I am grateful to those that donated gifts so she has a good Christmas through the Utah Foster Care Foundation. After this, we will be taking a break until summer, then who knows? When we are ready we will open up to another child in need. Unless, of course Princess Frog comes back....

I will be teaching two classes this coming spring semester - one full semester long, one that won't start until March and is half semester. Right now am working on getting finals graded and then will get grades submitted. Next week is completely booked.... every day we have something to do with Princess Frog's case for the first three days. Then other appointments and dealing with current car troubles. It will be nice to have Kabaju home all week.

Tuesday, November 16, 2010

Time Flies Part II

Hello all,

I am back; obviously. Yes, I am late, but late is better than never. Right where were we? Oh yes, if you remember this part - when I began writing our story as Foster Parents. A lot has happened, naturally. In life, things happen all the time.
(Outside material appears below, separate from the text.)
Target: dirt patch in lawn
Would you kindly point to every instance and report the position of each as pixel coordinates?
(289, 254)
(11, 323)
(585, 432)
So, after meeting with her caseworker, I contacted the her current foster family. That's right, we are her second foster family. Her first family are really good people, but it was too much. She is a hard baby... I'll explain soon. I got to meet Princess Frog (has we have dubbed her) the next day, on Friday. I brought home her information that the family had and some of her things they gave her. Thank goodness, because I sure did not have any toys for a growing toddler! Later in the evening, Kabaju went back with me and also got to meet her. We went back the following morning and picked her up and brought her home.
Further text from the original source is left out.